How long does it take to get into your space suit?
-- Alex (Team MIR)
It does not take that long to put on the orange launch and entry suits and we have help doing it -- probably just a few minutes if you go through it quickly. To put on the space suit is a bit longer and more complicated and also you need help doing it. It takes more like an hour or so. In the case of both suits, you have to spend some time doing leak checks to make sure they can hold pressure.

How much does all the gear weigh?
-- Brandon (Team Spirit)
MAGNUS: The orange suit that we wear for launch and entry weighs somewhere around 50-60 pounds with all of the stuff in it (including the parachute).
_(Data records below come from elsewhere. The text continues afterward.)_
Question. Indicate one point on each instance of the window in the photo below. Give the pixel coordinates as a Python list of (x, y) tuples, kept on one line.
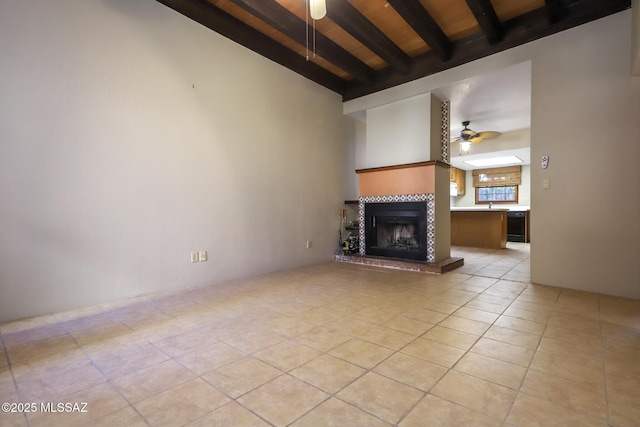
[(504, 194), (497, 185)]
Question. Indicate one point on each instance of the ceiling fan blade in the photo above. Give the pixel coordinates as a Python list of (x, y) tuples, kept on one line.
[(489, 134)]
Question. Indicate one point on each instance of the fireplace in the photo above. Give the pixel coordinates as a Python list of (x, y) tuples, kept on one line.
[(396, 230)]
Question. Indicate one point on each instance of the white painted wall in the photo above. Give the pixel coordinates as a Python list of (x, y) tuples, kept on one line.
[(585, 107), (131, 136), (635, 37), (398, 133)]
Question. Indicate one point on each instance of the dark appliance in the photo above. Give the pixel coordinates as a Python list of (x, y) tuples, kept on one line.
[(396, 230), (516, 226)]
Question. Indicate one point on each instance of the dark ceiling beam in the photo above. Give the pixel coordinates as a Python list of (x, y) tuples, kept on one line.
[(554, 10), (486, 16), (221, 22), (422, 23), (352, 21), (526, 28), (290, 25)]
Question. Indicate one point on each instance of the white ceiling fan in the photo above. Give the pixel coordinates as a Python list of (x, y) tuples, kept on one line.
[(469, 136)]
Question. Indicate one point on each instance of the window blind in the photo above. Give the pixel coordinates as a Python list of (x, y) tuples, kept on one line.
[(497, 177)]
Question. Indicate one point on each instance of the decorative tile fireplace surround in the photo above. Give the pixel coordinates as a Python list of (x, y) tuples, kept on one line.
[(416, 235)]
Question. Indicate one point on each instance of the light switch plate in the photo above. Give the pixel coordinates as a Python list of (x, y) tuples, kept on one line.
[(545, 162)]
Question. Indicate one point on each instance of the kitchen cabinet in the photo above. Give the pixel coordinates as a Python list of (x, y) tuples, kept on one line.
[(480, 228), (457, 176)]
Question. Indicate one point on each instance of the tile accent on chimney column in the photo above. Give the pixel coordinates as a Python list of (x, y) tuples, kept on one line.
[(445, 136)]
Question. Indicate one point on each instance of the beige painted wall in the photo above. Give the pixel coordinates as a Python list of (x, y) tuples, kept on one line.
[(585, 109), (131, 136)]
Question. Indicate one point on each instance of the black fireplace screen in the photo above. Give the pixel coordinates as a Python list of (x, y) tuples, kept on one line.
[(396, 233), (396, 230)]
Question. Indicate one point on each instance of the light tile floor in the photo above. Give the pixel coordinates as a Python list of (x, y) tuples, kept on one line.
[(336, 344)]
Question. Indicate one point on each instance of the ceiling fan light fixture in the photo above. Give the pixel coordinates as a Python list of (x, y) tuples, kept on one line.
[(317, 9)]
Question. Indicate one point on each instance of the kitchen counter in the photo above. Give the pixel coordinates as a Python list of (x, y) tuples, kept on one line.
[(480, 227)]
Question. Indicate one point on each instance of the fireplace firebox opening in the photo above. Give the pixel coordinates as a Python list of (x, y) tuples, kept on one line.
[(396, 230)]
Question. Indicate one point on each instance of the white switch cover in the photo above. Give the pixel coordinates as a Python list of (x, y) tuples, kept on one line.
[(545, 162)]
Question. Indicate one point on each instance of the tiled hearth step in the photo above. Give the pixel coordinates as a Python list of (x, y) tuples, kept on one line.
[(443, 266)]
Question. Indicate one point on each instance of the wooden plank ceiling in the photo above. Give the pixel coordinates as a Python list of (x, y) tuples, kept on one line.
[(363, 46)]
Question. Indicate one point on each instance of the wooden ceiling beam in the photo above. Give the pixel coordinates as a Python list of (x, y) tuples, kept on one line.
[(517, 31), (221, 22), (352, 21), (487, 19), (422, 23), (290, 25)]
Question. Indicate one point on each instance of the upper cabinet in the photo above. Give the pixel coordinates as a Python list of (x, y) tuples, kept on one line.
[(457, 176)]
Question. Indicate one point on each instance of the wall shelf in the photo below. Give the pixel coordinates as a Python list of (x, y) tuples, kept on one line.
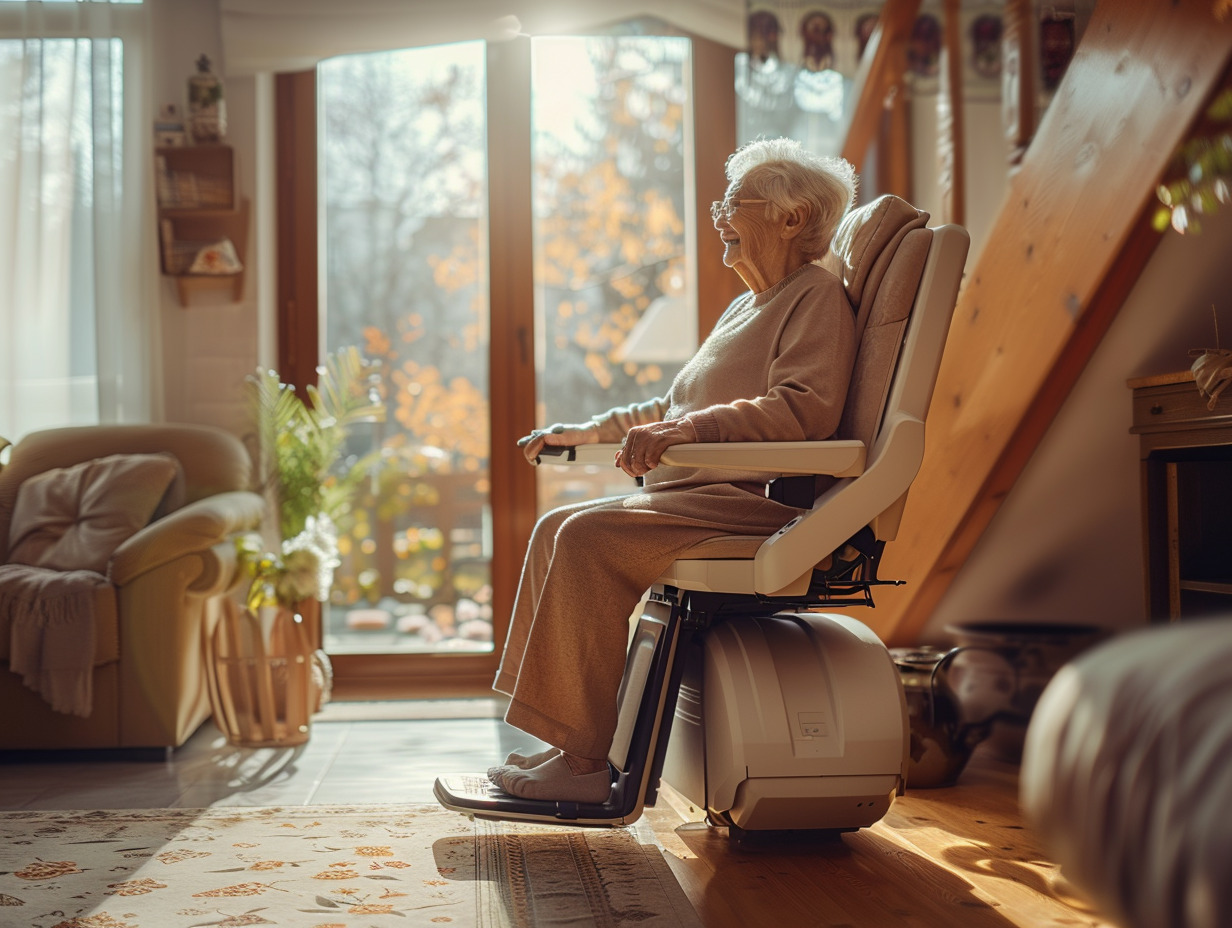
[(198, 210)]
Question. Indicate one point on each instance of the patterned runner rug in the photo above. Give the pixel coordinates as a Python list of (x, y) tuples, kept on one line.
[(327, 866)]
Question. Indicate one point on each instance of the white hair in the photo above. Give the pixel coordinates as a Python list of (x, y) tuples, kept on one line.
[(790, 176)]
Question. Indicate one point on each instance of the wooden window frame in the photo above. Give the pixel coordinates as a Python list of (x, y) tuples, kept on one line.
[(511, 317)]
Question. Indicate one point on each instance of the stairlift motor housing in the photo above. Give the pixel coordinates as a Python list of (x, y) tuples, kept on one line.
[(803, 725)]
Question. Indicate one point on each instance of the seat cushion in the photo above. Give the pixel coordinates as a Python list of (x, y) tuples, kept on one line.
[(1127, 774), (74, 518)]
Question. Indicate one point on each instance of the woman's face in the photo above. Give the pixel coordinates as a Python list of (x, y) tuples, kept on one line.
[(760, 250)]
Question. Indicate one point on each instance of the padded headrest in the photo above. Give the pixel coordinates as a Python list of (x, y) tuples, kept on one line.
[(74, 518), (865, 243)]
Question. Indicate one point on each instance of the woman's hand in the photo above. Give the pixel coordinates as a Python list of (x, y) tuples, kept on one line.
[(557, 434), (644, 444)]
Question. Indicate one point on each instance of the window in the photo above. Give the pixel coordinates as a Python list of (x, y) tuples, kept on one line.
[(72, 247), (404, 216)]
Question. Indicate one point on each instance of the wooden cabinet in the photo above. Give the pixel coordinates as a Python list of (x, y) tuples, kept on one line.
[(202, 222), (1185, 454)]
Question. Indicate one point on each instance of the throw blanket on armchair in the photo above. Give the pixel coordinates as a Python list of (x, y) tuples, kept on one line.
[(67, 523), (48, 618)]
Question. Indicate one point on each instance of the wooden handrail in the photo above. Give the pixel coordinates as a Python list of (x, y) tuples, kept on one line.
[(881, 69)]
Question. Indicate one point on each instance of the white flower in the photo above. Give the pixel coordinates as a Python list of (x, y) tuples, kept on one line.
[(308, 561)]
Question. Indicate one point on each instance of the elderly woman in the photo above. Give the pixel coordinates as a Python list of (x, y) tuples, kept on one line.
[(775, 369)]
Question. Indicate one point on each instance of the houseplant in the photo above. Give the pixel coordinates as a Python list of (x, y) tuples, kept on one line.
[(267, 674)]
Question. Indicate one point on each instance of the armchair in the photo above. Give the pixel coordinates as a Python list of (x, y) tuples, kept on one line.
[(149, 589)]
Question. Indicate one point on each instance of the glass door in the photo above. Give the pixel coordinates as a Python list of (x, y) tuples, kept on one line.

We do not wear that in orbit though. The white space suit that we use to do spacewalks weighs on the order of 300 pounds. Remember, though, the weight is not issue when we are wearing it in zero gravity. The mass is the problem. You have to think about how you move because your center of mass is different with that suit all around you. It is important to move slowly so you can control all of that extra mass. Think of it as a big inertia problem and bring it up in your physics class when you start discussing Newton's Laws.


Nov 11
2008
Happy Veterans Day!
I guess my question isn't related to your space suit, I have a friend who does a lot of out of the box research... he believes very much in some of the videos about unexplaned objects in the space outside the craft. My question is: do you have to sign a paper that says if you see something like that, that you cannot tell?